For years, the Montevideo government has been asking Mercosur for greater flexibility, in addition to trade opening, a request that Lula considered “more than fair” during his visit yesterday. “It is right to want to produce more and want to sell more. This is why openness is important”, he pointed out, when he said he “totally agrees” to renewing “everything that is necessary” at Mercosur “.
Despite the “optimism” expressed by Lacalle Pou after meeting Lula, stresses within the block are installed. The partners have clarified that the Uruguayan position of promoting agreements with third parties violates the founding statutes of Mercosur, created in 1991, and have even threatened Montevideo with legal and commercial measures.
Uruguay believes that Argentina and Brazil have also violated the statutes with the adoption of measures such as reductions in the Common External Tariff and argues that other foundational postulates, such as the creation of a customs union or a common market, have not been respected.
After meeting Lacalle Pou, Lula went to meet the mayor of Montevideo, Carolina Cosse, one of the leading figures in the FA. The Brazilian received a medal for his contribution to the environment from Cosse, in a public ceremony from the balcony of the Municipality.
Later, Lula went to the farm of his friend José Mujica in Rincón del Cerro, where the president of Brazil and his wife, Rosangela, embraced Mujica and his wife, former senator and former vice president Lucía Topolanski.
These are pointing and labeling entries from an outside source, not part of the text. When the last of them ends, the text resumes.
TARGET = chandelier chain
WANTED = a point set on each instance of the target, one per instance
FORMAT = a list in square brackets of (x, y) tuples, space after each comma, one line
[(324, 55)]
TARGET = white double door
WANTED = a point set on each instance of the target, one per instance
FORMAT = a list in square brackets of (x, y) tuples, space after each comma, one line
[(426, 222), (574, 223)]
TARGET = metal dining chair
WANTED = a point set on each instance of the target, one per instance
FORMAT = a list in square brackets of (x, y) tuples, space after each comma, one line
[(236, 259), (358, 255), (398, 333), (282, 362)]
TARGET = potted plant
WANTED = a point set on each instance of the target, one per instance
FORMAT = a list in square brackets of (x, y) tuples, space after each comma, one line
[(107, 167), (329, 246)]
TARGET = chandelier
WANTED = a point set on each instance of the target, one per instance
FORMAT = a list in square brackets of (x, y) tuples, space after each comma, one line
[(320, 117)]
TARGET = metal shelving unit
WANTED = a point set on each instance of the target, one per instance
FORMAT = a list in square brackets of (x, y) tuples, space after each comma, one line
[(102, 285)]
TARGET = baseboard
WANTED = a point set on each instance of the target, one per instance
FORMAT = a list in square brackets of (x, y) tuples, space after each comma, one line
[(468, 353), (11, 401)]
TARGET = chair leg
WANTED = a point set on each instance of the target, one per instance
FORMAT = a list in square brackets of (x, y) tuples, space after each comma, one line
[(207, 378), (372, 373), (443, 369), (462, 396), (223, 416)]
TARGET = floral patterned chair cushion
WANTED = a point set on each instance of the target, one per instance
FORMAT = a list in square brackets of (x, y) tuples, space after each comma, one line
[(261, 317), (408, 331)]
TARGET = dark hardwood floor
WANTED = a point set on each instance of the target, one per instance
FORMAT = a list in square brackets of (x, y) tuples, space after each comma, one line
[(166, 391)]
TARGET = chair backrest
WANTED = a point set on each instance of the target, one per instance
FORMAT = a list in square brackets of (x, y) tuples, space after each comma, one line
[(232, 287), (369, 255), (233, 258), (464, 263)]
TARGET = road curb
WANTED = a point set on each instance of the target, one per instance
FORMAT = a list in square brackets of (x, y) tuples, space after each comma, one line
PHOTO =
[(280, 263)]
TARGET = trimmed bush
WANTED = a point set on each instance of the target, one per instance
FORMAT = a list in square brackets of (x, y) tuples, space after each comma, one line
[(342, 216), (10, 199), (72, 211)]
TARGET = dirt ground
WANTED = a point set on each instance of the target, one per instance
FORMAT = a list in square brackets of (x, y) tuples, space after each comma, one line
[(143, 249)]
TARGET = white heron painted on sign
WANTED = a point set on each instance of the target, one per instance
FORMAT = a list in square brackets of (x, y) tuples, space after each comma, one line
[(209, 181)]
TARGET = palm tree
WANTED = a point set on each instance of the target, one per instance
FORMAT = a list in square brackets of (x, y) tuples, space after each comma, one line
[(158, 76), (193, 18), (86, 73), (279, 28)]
Away from the press, they sat talking under a green and red awning in the garden in front of the farmhouse. Next, Lula and Mujica took a tour of the property in the former president’s old Volkswagen Beetle.
After the meeting, former president Mujica told reporters that Lula “is in a very difficult game” after the January 8 uprising in Brasilia, and that he is “bitter” about “the situation in his country”.
On regional integration, he underlined that “many things must be done that must not separate us between left, right and centre” because otherwise “we are on the ballot (we are dead)”. He also called for “improving Mercosur”.
According to the Montevideo newspaper The observerMujica hinted at the Mercosur discussion and stated that “we (for Uruguay) are on the side of a monster that has accumulated problems”.
In his press conference following his meeting with the Brazilian president, Mujica acknowledged this Uruguay “needs to trade”, but urged to be careful because “it has to take care of what it has in its neighbourhood”.
“Uruguay -exemplified Mujica- has Tarzan’s challenge: ‘When it grabbed a vine and wanted to take another, it couldn’t leave [la primera] until I got caught” in the second, he mused.
Source: Clarin
Mark Jones is a world traveler and journalist for News Rebeat. With a curious mind and a love of adventure, Mark brings a unique perspective to the latest global events and provides in-depth and thought-provoking coverage of the world at large.